Closing the Hazardous Waste Loophole
A.2655 (Englebright, et al.)/S.3392 (May, et al.)
In New York State the oil and gas industry is exempt from hazardous waste transportation and disposal laws by definition. Even though a great deal of the wastewater and drill cuttings generated by hydraulic fracturing, or “fracking” meets the state definition of hazardous, it’s not treated as such.
Other states that have embraced this form of drilling and/or accepted the wastes that fracking generates have experienced contaminated water, polluted air, and adverse human health effects.
Fracking chemicals arrive at a drilling site often as regulated hazardous materials, but federal and state exemptions allow drillers that pump these harmful chemicals into the ground to treat the wastes that come back up as standard industrial waste.
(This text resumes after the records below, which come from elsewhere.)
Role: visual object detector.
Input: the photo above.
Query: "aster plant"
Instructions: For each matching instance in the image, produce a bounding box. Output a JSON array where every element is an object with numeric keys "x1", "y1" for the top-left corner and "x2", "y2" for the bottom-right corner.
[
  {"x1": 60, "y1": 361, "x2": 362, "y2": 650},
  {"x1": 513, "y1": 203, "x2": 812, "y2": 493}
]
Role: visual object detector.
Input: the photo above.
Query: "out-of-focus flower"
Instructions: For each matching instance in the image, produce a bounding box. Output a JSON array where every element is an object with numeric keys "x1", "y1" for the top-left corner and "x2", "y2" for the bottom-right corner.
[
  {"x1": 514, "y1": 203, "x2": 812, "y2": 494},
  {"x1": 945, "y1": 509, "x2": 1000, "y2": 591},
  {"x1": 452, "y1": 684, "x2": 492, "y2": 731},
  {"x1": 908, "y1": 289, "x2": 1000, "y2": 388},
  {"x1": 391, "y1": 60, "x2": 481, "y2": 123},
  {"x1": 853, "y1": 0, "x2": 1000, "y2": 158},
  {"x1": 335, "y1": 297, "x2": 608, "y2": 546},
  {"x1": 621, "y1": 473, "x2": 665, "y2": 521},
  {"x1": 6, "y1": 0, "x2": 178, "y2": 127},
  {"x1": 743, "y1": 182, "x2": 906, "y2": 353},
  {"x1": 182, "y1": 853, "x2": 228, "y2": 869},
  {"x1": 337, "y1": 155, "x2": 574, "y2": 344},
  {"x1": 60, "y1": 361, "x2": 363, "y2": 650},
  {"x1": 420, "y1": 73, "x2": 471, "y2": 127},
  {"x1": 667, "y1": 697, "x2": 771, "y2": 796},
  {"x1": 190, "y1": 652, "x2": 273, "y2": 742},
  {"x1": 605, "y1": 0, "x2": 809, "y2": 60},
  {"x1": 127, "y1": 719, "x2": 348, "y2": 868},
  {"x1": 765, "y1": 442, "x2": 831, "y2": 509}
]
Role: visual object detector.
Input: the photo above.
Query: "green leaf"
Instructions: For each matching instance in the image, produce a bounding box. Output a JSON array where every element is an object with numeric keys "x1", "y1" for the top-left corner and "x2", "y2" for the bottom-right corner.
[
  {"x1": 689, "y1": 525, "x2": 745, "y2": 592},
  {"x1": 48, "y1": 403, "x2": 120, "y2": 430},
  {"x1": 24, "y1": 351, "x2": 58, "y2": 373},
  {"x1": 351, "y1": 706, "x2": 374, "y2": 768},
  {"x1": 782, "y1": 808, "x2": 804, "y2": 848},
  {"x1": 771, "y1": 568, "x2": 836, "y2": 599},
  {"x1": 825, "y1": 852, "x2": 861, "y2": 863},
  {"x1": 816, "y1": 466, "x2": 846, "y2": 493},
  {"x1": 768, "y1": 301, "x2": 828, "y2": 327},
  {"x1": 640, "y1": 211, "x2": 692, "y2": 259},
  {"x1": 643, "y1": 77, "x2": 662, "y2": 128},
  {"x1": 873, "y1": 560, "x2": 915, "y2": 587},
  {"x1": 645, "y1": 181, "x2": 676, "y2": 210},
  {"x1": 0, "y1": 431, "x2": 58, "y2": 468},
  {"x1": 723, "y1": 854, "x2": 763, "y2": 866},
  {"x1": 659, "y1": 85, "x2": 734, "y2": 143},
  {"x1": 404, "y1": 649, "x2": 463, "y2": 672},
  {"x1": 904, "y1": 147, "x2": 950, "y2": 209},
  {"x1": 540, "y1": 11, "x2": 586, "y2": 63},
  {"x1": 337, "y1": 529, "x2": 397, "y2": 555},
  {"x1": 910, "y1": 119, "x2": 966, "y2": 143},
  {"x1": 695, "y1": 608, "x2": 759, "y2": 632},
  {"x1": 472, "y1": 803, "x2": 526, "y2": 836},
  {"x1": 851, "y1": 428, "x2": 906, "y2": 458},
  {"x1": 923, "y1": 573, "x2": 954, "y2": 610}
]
Carcinogenic benzene, toluene, and formaldehyde are common frack fluid ingredients and the returning flowback water also brings up naturally occurring salts, heavy metals and radioactive particles. These naturally occurring contaminants also can be found in the drill cuttings that are brought up before fracking commences. Fracking wastewater that enters local sewage treatment plants—sometimes with radiation levels hundreds of times the safe limits for drinking water—goes right back into the rivers and streams that supply water to millions of people.
Although there has been a de facto moratorium on the drilling of horizontal gas wells in New York since 2008, and Governor Cuomo officially banned HFHV in 2015, the NYS Department of Environmental Conservation (DEC) has issued permits during that time for nearly one thousand new vertical, low volume oil and gas wells, of which 90% have used the fracking process. But to date, the DEC has not tracked where the millions of gallons of drilling wastes from these wells have gone or whether these potentially hazardous wastes were handled and treated properly. Closing the hazardous waste loophole will mean that fracking waste will be monitored through a manifest system and that extra safeguards will be in place to avoid accidents and ensure proper waste treatment. Such a designation will also keep fracking wastes out of our municipal treatment plants and the waterways that provide our drinking water.
To add to this urgency New York is already receiving solid and liquid wastes from drilling operations across our southern border. Since 2011, more than 500,000 tons of potentially radioactive drill cuttings have entered at least 7 NY landfills from Pennsylvanian fracked wells, with little oversight from the DEC because of this loophole in regulation. Catskill Mountainkeeper supports this bill.
This bill places directs that all gas drilling waste will be considered hazardous if its chemical constituency meets the definition of hazardous waste in state law.